Ceny paliw w Polsce niezmiennie pozostają jednymi z najniższych w Europie, a niski poziom cen na krajowym rynku detalicznym jest w dużym stopniu efektem polityki stabilizacji cen – poinformował Orlen. Jak wskazuje koncern, notowania paliw i ropy rosną na skutek sytuacji na Bliskim Wschodzie.

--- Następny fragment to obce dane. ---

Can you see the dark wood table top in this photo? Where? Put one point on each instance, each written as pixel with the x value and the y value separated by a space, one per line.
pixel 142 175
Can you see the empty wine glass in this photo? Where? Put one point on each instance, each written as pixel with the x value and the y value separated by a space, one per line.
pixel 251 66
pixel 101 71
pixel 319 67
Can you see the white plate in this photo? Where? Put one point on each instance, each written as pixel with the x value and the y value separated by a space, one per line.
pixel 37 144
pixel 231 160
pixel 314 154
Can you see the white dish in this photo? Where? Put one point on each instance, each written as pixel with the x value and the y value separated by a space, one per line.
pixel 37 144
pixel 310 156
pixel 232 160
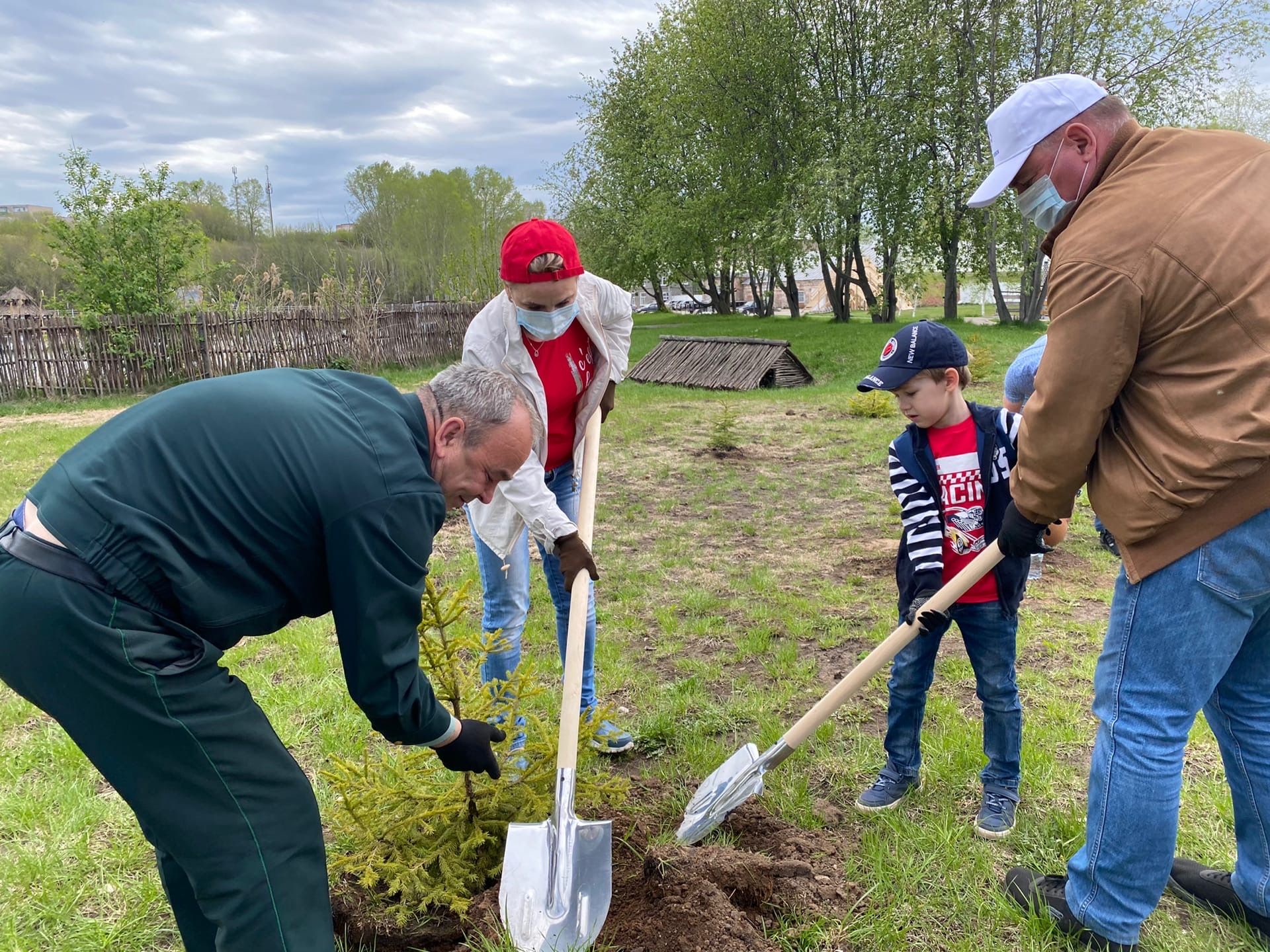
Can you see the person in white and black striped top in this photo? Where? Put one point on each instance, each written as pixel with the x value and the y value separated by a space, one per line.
pixel 951 473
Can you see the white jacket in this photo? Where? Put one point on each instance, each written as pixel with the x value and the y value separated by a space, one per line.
pixel 494 340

Koncern działa w sposób rynkowy, co oznacza, że jego polityka cenowa jest kształtowana z uwzględnieniem sytuacji makroekonomicznej. Spółka na bieżąco monitoruje czynniki mające wpływ na ceny paliw i dostosowuje do nich poziom swoich cen hurtowych, zapewnia jednocześnie, że będzie kontynuowała politykę stabilizacji, starając się ograniczać wahania cen paliw – napisało Biuro Prasowe Orlenu w przesłanym w piątek PAP oświadczeniu. Niski poziom cen na krajowym rynku detalicznym jest w dużym stopniu efektem prowadzonej przez Orlen polityki stabilizacji cen, stabilizacja cen paliw jest zjawiskiem korzystnym z punktu widzenia całej gospodarki, jak i indywidualnych klientów – uważa spółka.

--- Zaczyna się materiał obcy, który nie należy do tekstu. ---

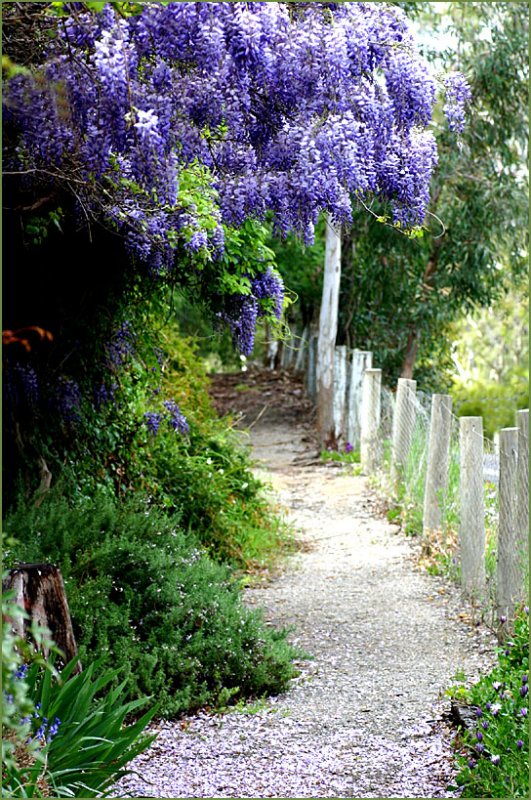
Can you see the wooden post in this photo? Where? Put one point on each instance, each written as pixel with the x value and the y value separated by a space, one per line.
pixel 403 427
pixel 370 420
pixel 361 360
pixel 340 391
pixel 311 382
pixel 327 334
pixel 508 567
pixel 522 492
pixel 472 522
pixel 40 591
pixel 438 458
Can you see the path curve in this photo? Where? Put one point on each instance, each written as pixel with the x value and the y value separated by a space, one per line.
pixel 366 717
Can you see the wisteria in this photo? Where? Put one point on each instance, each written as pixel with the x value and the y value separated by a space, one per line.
pixel 176 419
pixel 458 96
pixel 291 110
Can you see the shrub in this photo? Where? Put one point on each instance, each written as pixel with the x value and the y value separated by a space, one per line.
pixel 493 761
pixel 144 597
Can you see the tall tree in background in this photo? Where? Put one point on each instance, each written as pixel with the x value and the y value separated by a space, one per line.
pixel 156 130
pixel 399 294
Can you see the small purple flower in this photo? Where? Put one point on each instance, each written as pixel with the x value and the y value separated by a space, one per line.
pixel 21 671
pixel 153 420
pixel 177 420
pixel 54 727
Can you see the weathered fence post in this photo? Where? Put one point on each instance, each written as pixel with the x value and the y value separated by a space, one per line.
pixel 328 332
pixel 301 351
pixel 288 351
pixel 361 360
pixel 508 567
pixel 522 491
pixel 311 368
pixel 370 420
pixel 438 457
pixel 472 525
pixel 403 427
pixel 39 589
pixel 340 391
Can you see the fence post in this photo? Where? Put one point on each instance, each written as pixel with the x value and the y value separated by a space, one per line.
pixel 403 426
pixel 340 391
pixel 508 568
pixel 370 419
pixel 438 456
pixel 361 360
pixel 311 368
pixel 472 513
pixel 522 490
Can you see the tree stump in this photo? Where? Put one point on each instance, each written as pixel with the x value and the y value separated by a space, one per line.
pixel 40 591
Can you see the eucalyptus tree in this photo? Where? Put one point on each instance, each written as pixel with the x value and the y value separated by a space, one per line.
pixel 170 125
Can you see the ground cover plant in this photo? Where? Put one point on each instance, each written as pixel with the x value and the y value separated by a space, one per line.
pixel 145 597
pixel 494 751
pixel 62 734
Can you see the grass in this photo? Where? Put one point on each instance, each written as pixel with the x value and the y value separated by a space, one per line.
pixel 492 755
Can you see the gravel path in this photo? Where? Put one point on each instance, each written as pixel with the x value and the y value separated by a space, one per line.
pixel 366 717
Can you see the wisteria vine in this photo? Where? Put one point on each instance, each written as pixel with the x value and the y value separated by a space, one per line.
pixel 292 109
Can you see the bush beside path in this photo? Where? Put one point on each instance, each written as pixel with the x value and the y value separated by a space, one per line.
pixel 367 716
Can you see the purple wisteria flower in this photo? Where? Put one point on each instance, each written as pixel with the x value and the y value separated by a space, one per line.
pixel 121 346
pixel 458 96
pixel 153 420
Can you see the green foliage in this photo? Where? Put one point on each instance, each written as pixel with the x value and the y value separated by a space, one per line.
pixel 146 599
pixel 492 357
pixel 92 744
pixel 493 759
pixel 16 702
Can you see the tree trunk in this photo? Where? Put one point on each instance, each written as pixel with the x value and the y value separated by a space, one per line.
pixel 327 335
pixel 39 590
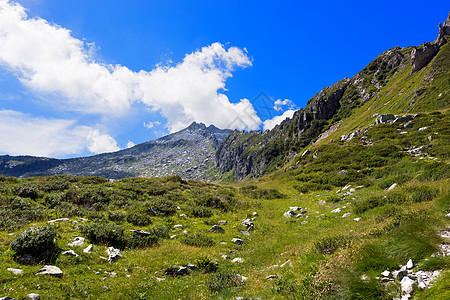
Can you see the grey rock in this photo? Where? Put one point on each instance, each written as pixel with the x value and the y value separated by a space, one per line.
pixel 237 241
pixel 34 296
pixel 140 232
pixel 239 260
pixel 409 264
pixel 50 270
pixel 407 285
pixel 382 119
pixel 392 187
pixel 408 125
pixel 70 253
pixel 247 223
pixel 88 249
pixel 78 241
pixel 15 271
pixel 113 254
pixel 216 229
pixel 25 259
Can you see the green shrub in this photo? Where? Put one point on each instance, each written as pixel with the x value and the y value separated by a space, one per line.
pixel 198 239
pixel 117 216
pixel 206 265
pixel 330 244
pixel 224 280
pixel 39 242
pixel 138 219
pixel 422 193
pixel 202 212
pixel 369 203
pixel 164 207
pixel 105 234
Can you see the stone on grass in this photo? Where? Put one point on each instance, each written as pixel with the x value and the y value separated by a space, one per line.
pixel 78 241
pixel 50 270
pixel 407 285
pixel 392 186
pixel 216 229
pixel 237 241
pixel 15 271
pixel 34 296
pixel 409 264
pixel 247 223
pixel 113 254
pixel 70 253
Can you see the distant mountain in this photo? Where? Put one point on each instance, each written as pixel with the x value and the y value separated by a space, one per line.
pixel 400 80
pixel 189 153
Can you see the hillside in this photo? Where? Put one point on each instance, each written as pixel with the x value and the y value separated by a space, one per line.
pixel 189 153
pixel 394 83
pixel 349 199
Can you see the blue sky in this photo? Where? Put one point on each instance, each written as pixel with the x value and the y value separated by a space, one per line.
pixel 84 77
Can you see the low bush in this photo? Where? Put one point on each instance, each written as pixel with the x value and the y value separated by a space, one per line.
pixel 329 245
pixel 164 207
pixel 39 242
pixel 206 265
pixel 224 280
pixel 105 234
pixel 365 204
pixel 202 212
pixel 139 219
pixel 197 239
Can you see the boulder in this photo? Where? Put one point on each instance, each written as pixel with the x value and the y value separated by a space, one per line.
pixel 407 285
pixel 237 241
pixel 247 223
pixel 15 271
pixel 239 260
pixel 216 229
pixel 78 241
pixel 70 253
pixel 409 264
pixel 33 296
pixel 50 270
pixel 384 118
pixel 113 254
pixel 88 249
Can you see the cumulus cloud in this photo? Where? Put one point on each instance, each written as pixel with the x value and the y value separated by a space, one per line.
pixel 22 134
pixel 271 123
pixel 279 104
pixel 49 60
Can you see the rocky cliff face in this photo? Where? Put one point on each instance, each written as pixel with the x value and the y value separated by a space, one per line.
pixel 255 153
pixel 188 153
pixel 422 55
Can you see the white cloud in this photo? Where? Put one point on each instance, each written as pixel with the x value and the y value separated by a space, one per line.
pixel 22 134
pixel 150 124
pixel 280 103
pixel 49 60
pixel 271 123
pixel 101 143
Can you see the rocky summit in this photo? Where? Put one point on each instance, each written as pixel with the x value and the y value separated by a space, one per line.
pixel 189 153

We wrześniu i na początku października sytuacja na rynku globalnym wskazywała na spadek cen paliw gotowych, spowodowany między innymi stagnacją gospodarczą w krajach konsumujących najwięcej paliw, dodatkową podażą paliw i ropy naftowej oraz wysokim poziomem zapasów – informuje Orlen. Według spółki, w pierwszym tygodniu października ceny ropy naftowej spadły o ok. 10 dol. za baryłkę, spadały również notowania paliw gotowych – oleju napędowego o prawie 11 proc. a benzyny o ponad 16 proc., co potwierdzało to słuszność założeń przyjętych przez koncern.

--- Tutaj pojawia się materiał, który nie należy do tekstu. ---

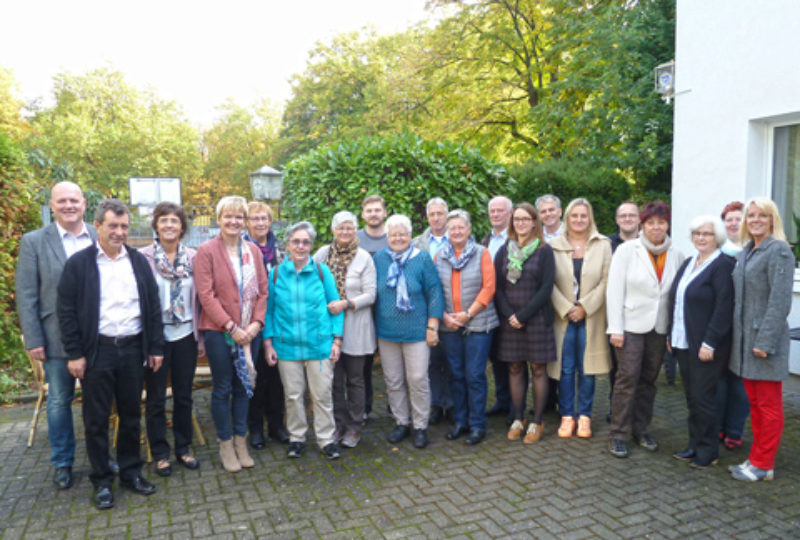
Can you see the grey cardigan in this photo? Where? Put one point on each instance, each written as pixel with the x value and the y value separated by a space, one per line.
pixel 358 337
pixel 762 283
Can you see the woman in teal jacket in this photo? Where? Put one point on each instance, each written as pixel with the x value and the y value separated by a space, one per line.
pixel 304 339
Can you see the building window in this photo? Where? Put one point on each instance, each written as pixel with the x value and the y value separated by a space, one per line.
pixel 786 177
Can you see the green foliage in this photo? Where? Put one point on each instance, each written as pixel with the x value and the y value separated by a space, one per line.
pixel 17 215
pixel 570 179
pixel 406 170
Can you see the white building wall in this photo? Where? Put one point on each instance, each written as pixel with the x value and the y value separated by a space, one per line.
pixel 737 76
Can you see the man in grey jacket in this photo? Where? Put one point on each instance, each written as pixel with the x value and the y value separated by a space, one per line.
pixel 42 255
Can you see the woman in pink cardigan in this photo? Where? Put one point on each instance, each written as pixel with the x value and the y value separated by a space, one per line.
pixel 232 287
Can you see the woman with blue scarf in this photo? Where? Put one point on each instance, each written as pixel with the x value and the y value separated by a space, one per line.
pixel 468 280
pixel 408 308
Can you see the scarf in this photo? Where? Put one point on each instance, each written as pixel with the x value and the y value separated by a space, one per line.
pixel 658 254
pixel 248 290
pixel 174 274
pixel 517 257
pixel 397 278
pixel 338 260
pixel 447 251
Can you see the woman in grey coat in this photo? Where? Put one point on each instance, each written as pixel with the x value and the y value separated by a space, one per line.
pixel 762 281
pixel 354 272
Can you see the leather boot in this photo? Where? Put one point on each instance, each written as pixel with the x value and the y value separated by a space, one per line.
pixel 240 446
pixel 228 457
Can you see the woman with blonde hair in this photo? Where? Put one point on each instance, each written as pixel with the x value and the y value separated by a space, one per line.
pixel 762 282
pixel 582 257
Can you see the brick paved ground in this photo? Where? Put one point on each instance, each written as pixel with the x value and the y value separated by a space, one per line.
pixel 554 489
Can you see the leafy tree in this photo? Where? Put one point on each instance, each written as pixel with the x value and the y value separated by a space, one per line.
pixel 404 169
pixel 106 131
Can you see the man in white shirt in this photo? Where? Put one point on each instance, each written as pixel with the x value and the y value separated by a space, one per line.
pixel 110 319
pixel 549 208
pixel 42 254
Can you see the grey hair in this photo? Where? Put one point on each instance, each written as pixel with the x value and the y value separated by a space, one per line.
pixel 343 217
pixel 719 229
pixel 399 220
pixel 548 198
pixel 301 226
pixel 509 202
pixel 436 200
pixel 115 206
pixel 459 213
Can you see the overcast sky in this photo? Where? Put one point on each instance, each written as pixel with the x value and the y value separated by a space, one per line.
pixel 197 53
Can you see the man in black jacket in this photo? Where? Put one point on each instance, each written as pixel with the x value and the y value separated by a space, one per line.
pixel 110 320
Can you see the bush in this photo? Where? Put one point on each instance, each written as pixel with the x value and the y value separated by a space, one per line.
pixel 570 179
pixel 406 170
pixel 17 215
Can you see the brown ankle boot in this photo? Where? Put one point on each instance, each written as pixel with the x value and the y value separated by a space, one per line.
pixel 240 447
pixel 228 457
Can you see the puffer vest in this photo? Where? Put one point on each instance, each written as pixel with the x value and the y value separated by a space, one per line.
pixel 471 282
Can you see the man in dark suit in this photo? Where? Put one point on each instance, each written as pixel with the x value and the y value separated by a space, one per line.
pixel 42 255
pixel 110 319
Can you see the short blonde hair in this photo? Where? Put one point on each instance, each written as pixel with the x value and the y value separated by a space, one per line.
pixel 770 208
pixel 256 207
pixel 231 203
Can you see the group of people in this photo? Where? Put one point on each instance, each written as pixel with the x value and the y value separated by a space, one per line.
pixel 277 323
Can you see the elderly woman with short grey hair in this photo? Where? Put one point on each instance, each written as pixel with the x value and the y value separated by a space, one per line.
pixel 409 306
pixel 354 272
pixel 304 338
pixel 701 300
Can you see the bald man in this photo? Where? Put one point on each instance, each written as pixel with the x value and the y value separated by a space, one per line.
pixel 42 254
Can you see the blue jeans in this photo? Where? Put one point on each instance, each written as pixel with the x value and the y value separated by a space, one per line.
pixel 60 394
pixel 439 375
pixel 572 361
pixel 229 399
pixel 467 353
pixel 732 404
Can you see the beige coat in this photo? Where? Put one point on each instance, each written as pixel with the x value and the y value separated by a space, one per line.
pixel 594 275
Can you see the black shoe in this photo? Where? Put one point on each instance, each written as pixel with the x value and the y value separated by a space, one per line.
pixel 63 477
pixel 331 451
pixel 138 485
pixel 475 436
pixel 279 434
pixel 618 448
pixel 420 438
pixel 257 440
pixel 103 498
pixel 189 461
pixel 296 449
pixel 455 432
pixel 646 441
pixel 703 464
pixel 399 433
pixel 687 454
pixel 496 410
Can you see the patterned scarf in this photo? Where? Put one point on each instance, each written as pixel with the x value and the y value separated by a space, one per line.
pixel 397 278
pixel 338 260
pixel 248 290
pixel 447 251
pixel 174 274
pixel 517 257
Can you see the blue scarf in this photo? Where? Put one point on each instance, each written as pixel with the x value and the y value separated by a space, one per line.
pixel 397 278
pixel 458 263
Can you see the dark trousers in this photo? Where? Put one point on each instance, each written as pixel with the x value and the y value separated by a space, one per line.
pixel 700 380
pixel 348 393
pixel 638 363
pixel 180 361
pixel 116 374
pixel 267 401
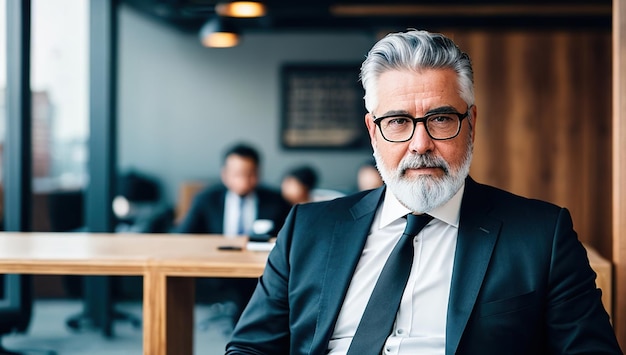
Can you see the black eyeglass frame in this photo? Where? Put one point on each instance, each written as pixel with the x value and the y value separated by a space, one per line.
pixel 415 120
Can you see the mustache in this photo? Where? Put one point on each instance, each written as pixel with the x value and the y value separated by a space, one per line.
pixel 419 161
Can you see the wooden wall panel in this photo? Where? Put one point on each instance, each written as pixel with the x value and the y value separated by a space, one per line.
pixel 544 120
pixel 619 168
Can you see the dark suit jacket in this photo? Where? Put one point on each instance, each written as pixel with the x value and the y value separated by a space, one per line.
pixel 521 281
pixel 206 214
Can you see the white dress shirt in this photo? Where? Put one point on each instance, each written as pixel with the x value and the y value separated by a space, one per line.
pixel 420 326
pixel 232 210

Orlen zauważa jednak, że tendencja spadkowa została jednak przerwana wskutek eskalacji sytuacji na Bliskim Wschodzie – przekazał koncern. Według spółki, wojna palestyńsko-izraelska wywołała obawy o możliwość rozszerzenia się konfliktu na inne kraje regionu, czego efektem może być znaczące ograniczenie podaży ropy i paliw gotowych na rynek. Od tego czasu notowania ropy naftowej i paliw gotowych znalazły się w tendencji wzrostowej i już teraz powróciły do poprzednich poziomów – ocenia koncern.
Jak podkreśla, zaostrzenie się konfliktu palestyńsko-izraelskiego nie była zdarzeniem, które można było przewidzieć. Natomiast będzie w kolejnych miesiącach wpływać na notowania ropy naftowej i paliw, w znaczący sposób ograniczając możliwość ich spadku a w niekorzystnym scenariuszu – powodując ich gwałtowny wzrost. Jest to istotny czynnik, które koncern bierze pod uwagę i odpowiednio do tego dostosowuje ceny oferowanego paliwa – zaznaczył koncern.
Orlen przekazał też, że będzie kontynuował politykę stabilizacji, starając się ograniczać wahania cen paliw spowodowane niestabilnością sytuacji geopolitycznej i gospodarczej na świecie. Z punktu widzenia konsumentów zasadnicze znaczenie ma to, że koncern nadal będzie zabiegał, aby ceny detaliczne w Polsce pozostały jednymi z najniższych w Europie – zaznaczyła spółka.